Bulletproof (SoHo, Sky 010, 9.30pm). Shows featuring cops running around with guns seem pretty tone deaf right now – to be fair, this one was first broadcast in 2018 on the UK's Sky One channel and is said to be in the style of Bad Boys and Lethal Weapon, if that's any recommendation. Noel Clarke out of Doctor Who and Ashley Walters are detectives at the National Crime Agency (a real thing in the UK) working on organised crime. British gun culture has come a long way. (On Neon from July 21.)


The Mallorca Files (TVNZ 1, 8.30pm). The light-hearted crime drama timeslot welcomes this Death in Paradise-style series that was daytime viewing in the UK. Elen Rhys is an "uptight British cop" and Julian Looman is a "laid-back German policeman" and together they solve crimes on the sunny Spanish island of Mallorca! Creator Dan Sefton says it's all in good fun and told the Radio Times and that everybody's in on the gag.


Guilt (TVNZ OnDemand, Thursday).
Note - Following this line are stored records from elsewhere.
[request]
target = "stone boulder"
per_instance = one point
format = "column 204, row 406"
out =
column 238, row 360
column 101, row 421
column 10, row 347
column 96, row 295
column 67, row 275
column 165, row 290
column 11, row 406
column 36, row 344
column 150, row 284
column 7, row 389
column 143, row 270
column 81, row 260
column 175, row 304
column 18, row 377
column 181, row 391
So much crime, so little time. Is this BBC Scotland four-parter worth our while? It certainly got the big tick from UK critics – the Telegraph described it as “like Fargo relocated to Leith” – and it holds a 100% rating on Rotten Tomatoes. Mark Bonnar and Jamie Sives play brothers who try to cover up their hit-and-run. Author Neil Forsyth says he wanted to write about siblings, “the most dramatically interesting familial relationship” and he wanted the brothers’ story “to feel like quicksand. The more they struggle, the worse it gets”.

Vida (Neon). The cool and clever comedy drama is in its third and final season on SoHo2 – the story of two Mexican-American sisters who move home to Boyle Heights in LA has many themes, including second-generation struggles, gentrification and identity politics. You may find yourself fast-forwarding through the eye-popping sex scenes in case your family thinks you are watching porn, however. Just the second and third seasons are available on Neon. Gentefied, on Netflix, has a similar theme of the struggle to hold onto tradition, in this case via a family-run taco shop.